It’s not often we see a share five-bagging in 12 months, but then UK Oil & Gas Investments (LSE: UKOG) isn’t your average share. It’s a tiny oil explorer with a market cap of only £41m, whose shares were priced at just a little over 0.5p a year ago.
Then in April 2015 an exciting upgrade to oil estimates at the Horse Hill-1 well in the Weald Basin, in which the company owns a stake of a little over 20%, helped send the shares spiking upwards. The price has been erratic since, but recent updates on 17 February and 1 March on flow tests from the well have given the shares an extra boost to today’s 2.5p.
So can the UK Oil & Gas share price keep on climbing in the year ahead and beyond? Well, we still don’t know what sustainable long-term oil flows might be like at the so-called Gatwick Gusher, or how much of the estimated 9.2bn barrels is likely to be commercially viable, or where the cash for the long-term development of the field is going to come from… but if you’re brave enough, I wish you well.
Glad rags
The fashion business is surely one of the riskiest, as a look at the extremely erratic share price of Supergroup (LSE: SGP) over the past few years will attest. Despite a couple of attempts, the shares haven’t regained their peak of February 2011, and at 1,323p they currently stand almost 25% down from then.
But over the past 12 months we’ve seen a 41% rise — and the past three years of earnings growth coupled with three more years of growth forecasts could even see the shares marked down to a P/E in line with the FTSE 100 average. The current year, to April 2016, is expected to show a 16% rise in EPS, and the pundits have further growth in the teens marked in for 2017 and 2018 too — and we should be seeing a start to dividends too.
There’s a clear buy consensus out there, but fashion is too fickle a business for me to get into.
The best comparison site?
Moneysupermarket.com (LSE: MONY) shares are up 27% in the past 12 months, to 339p, and up a whopping 268% in five years.

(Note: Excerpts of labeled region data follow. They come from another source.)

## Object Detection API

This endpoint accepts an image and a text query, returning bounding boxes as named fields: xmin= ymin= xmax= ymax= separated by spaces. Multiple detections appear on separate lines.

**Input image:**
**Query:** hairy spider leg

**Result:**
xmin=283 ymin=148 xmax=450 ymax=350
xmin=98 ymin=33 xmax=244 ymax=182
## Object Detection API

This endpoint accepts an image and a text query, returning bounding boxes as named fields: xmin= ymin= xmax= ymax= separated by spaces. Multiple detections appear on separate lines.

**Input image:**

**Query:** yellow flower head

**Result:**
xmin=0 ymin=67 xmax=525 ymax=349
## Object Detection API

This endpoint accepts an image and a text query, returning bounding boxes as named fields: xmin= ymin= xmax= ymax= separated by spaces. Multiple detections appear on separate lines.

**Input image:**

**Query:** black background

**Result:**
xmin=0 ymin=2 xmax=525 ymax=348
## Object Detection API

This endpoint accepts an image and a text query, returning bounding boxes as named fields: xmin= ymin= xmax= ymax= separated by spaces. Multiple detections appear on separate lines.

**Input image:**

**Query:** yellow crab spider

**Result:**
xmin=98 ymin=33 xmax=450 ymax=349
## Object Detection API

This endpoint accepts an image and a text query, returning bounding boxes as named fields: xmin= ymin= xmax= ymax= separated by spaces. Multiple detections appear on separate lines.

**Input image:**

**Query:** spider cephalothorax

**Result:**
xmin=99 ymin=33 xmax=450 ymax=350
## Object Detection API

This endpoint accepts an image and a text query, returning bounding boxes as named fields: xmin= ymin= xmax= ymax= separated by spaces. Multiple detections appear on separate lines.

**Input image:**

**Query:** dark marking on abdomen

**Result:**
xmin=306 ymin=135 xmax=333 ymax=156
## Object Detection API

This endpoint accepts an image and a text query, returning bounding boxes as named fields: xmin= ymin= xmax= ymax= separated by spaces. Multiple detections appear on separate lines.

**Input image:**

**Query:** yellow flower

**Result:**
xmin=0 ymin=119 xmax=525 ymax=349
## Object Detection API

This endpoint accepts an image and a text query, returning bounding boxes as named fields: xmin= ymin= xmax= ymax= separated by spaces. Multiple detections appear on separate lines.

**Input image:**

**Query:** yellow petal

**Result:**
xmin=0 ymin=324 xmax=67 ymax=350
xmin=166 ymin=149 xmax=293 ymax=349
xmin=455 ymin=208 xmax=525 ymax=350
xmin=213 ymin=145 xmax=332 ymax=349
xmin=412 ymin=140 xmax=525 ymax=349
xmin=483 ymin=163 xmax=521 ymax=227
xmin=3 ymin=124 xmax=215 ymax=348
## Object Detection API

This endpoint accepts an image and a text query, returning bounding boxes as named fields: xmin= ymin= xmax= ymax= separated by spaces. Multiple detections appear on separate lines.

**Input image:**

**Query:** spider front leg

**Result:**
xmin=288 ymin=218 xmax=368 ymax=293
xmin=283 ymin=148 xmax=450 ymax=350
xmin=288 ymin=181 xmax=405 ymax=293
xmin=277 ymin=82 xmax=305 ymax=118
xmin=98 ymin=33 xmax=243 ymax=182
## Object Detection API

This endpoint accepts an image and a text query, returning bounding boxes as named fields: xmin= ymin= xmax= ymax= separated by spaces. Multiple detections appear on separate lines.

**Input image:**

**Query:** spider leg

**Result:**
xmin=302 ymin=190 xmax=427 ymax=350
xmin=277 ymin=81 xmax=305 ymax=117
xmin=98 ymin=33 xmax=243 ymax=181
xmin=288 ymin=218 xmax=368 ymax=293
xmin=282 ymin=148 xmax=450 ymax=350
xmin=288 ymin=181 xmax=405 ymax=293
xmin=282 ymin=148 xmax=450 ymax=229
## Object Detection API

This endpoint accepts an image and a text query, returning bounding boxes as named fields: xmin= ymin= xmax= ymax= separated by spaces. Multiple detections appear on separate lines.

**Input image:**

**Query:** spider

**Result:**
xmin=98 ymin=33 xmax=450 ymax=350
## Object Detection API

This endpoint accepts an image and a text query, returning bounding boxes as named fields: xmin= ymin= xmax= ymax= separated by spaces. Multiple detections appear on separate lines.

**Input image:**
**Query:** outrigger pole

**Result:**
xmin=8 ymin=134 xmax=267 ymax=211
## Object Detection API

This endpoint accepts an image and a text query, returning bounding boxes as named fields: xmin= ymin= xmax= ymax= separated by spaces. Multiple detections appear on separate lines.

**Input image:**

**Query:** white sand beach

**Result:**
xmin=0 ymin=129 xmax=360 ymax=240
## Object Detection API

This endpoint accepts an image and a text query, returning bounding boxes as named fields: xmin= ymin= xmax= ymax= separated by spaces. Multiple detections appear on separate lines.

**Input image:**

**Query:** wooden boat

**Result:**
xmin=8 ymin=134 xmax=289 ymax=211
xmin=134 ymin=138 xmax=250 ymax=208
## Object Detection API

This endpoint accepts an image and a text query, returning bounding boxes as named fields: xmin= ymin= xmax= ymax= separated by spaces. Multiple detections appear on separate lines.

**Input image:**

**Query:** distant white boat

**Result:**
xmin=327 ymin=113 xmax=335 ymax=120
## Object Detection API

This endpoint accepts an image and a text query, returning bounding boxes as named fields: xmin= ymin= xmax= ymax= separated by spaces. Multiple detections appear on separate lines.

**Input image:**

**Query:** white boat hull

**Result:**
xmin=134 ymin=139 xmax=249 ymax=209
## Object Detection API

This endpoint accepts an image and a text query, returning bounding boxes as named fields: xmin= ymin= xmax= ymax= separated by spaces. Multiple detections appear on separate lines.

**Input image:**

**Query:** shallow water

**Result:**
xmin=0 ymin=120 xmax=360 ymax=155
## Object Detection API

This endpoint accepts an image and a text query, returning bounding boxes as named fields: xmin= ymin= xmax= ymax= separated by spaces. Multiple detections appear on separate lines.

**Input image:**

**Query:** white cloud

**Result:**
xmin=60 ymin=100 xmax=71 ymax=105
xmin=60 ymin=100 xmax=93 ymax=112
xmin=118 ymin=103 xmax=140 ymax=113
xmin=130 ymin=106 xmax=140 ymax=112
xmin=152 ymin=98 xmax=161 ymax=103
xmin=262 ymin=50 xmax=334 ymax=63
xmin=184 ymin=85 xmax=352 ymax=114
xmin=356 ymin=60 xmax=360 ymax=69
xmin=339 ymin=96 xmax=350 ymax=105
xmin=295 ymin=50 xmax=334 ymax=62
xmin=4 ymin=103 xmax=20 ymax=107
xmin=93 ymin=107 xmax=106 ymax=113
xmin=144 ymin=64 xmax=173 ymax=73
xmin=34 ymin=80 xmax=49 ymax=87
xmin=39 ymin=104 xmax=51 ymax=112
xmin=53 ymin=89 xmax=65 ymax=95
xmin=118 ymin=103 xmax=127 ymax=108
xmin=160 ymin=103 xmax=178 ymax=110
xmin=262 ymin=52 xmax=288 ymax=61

Years of strongly-rising earnings lie behind the success story, with today’s results for the year ended December 2015 showing a further 18% rise in adjusted EPS leading to a 14% hike in the annual dividend — the 9.15p payment yielding a middling 2.7%, but rising.
The firm has apparently been trading solidly in the two months since year-end, but earnings growth is forecast to slow a little to around 8% per year for the next two years, putting the shares on P/E multiples that look a bit high to me at around 20 and above.
Moneysupermarket’s share price growth in recent years has been very impressive, but I can’t see it continuing at the same pace — I expect to see it slow down over the next few years.